No dia 7 de junho, o Sindicato Nacional dos Funcionários do Banco Central (Sinal) anunciou que a categoria iria realizar paralisações parciais devido a insatisfações com o governo, especialmente com a ministra da Gestão e da Inovação em Serviços Públicos, Esther Dweck.
Servidores do Banco Central prometem aumentar paralisações
A insatisfação com o governo piorou, o que fez com que os servidores do Banco Central aumentassem as paralisações. Veja mais detalhes!
Contudo, os servidores afirmam que a ministra não atendeu às reivindicações não salariais do sindicato, o que fez com que os servidores decidissem que a operação de paralisações pontuais fosse mantida, podendo piorar devido ao difícil relacionamento com a ministra.
Servidores do Banco Central insatisfeitos
A insatisfação com o governo, devido a falta de diálogo, piorou, pois possivelmente será realizado um concurso público sem que haja um debate oficial com a categoria.
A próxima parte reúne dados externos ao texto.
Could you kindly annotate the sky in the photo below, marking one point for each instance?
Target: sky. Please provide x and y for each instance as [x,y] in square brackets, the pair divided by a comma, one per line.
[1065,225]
De acordo com o Sinal, a realização do concurso, na situação atual, torna mais difícil o atendimento à pauta da classe.
O presidente da Sinal, Fábio Faiad, afirmou que a autarquia tem passado por sucateamento e desmotivação dos funcionários. Assim, o concurso atrairia candidatos com formação educacional de segundo grau ou interessados somente em outras carreiras com salários maiores.
Insatisfação
O Sinal tem acusado o Ministério da Gestão e Inovação de Serviços Públicos de omissão diante das demandas da categoria. Como resultado, uma reunião com representantes do Banco Central e da pasta foi agendada para que os líderes da autarquia pressionem o governo por melhorias aos funcionários da instituição.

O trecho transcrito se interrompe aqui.